К утру совсем изморился, устало оглядывал глазами небо, но оно было совершенно чистое, пустое.

И Гринька, обхватив печную трубу, разревелся про себя, и стал глотать какие-то противные слюни, беспрерывно наполнявшие рот.

Наверно, мать, узнав обо всем этом, наподдавала бы Гриньке, но на его счастье после той ночи он заболел. Это даже удивительно, как повезло! Гриньку встряхивало, кидало то в жар, то в мороз. Во сне он бредил, звал к себе птиц и даже свистел.

Но в общем в эти дни жилось совсем неплохо. Во-первых, можно было отдохнуть от школы. Во-вторых, мальчишки из класса валом валили к кровати больного, жалели Гриньку, и Ленька Колесов даже пообещал подарить ему голубят из-под пары николаевских тучерезов.

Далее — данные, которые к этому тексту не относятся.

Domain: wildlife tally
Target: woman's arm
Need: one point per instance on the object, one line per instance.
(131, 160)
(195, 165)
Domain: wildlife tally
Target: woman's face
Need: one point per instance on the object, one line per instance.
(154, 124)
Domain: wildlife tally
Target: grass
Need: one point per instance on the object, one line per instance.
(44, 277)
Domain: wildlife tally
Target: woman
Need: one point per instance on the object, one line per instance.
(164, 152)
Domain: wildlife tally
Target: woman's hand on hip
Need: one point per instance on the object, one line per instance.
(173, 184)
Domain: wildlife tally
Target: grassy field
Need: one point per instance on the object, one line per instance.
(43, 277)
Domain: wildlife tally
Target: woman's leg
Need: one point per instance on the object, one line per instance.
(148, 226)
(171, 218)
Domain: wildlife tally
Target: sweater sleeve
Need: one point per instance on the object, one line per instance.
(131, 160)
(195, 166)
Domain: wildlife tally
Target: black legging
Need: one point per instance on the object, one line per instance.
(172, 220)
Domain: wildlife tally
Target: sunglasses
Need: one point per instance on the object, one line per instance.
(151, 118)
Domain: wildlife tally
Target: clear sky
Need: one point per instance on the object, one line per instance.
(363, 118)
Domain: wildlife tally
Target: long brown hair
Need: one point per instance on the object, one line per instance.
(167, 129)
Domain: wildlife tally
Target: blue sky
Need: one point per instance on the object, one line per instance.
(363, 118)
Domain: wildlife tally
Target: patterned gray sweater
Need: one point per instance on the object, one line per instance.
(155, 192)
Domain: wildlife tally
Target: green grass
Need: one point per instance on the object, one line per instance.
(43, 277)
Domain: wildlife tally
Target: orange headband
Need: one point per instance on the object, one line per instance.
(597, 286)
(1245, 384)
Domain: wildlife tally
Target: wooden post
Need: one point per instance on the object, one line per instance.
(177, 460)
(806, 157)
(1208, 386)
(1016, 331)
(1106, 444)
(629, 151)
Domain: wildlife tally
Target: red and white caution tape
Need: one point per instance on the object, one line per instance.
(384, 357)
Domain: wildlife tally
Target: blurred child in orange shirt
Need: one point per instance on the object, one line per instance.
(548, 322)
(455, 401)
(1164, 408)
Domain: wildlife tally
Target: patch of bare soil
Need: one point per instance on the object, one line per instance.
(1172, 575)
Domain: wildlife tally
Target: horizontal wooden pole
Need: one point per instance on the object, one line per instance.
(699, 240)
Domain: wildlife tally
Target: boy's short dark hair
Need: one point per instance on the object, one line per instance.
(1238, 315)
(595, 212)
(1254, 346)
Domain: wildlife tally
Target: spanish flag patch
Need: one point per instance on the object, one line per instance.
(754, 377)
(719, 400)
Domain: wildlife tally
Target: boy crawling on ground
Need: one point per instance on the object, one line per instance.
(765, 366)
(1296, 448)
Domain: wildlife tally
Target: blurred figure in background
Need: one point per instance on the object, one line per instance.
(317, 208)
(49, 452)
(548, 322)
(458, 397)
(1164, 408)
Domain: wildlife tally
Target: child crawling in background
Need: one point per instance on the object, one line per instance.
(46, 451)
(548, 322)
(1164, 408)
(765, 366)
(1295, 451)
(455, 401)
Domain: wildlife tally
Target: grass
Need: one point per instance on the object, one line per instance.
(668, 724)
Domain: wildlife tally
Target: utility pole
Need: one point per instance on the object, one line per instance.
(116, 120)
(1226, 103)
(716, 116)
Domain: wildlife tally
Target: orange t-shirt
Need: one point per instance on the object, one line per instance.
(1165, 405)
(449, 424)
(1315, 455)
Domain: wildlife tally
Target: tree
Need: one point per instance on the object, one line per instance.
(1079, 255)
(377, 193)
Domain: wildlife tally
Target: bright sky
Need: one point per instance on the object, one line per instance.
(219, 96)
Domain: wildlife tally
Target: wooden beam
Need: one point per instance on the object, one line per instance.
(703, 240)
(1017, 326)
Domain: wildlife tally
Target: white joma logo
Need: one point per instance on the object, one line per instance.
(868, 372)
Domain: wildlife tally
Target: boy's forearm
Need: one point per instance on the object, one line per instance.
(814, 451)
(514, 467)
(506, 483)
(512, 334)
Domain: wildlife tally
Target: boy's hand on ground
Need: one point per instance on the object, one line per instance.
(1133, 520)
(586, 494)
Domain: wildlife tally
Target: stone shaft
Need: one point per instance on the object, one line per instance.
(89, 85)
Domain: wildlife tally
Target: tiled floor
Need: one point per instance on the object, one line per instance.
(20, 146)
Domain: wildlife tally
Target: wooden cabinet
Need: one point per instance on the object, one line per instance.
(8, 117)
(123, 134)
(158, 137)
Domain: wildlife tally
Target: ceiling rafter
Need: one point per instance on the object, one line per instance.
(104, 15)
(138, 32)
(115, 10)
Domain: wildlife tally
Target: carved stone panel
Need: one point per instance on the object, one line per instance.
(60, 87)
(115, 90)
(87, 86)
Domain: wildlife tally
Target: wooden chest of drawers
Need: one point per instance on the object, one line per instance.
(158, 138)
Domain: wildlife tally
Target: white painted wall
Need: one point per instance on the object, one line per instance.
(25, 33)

А самое главное заключалось в том, что теперь можно было сообщить матери о мене коньков на голубей, не боясь никаких особенных для себя последствий.

Гринька болел почти до самых летних каникул. Врач изредка приходил к ним на квартиру, объяснял маме — Гринька это сам слышал, — что у мальчишки немножко подгуляли нервы и ему нужен свежий воздух, питание и развлечение.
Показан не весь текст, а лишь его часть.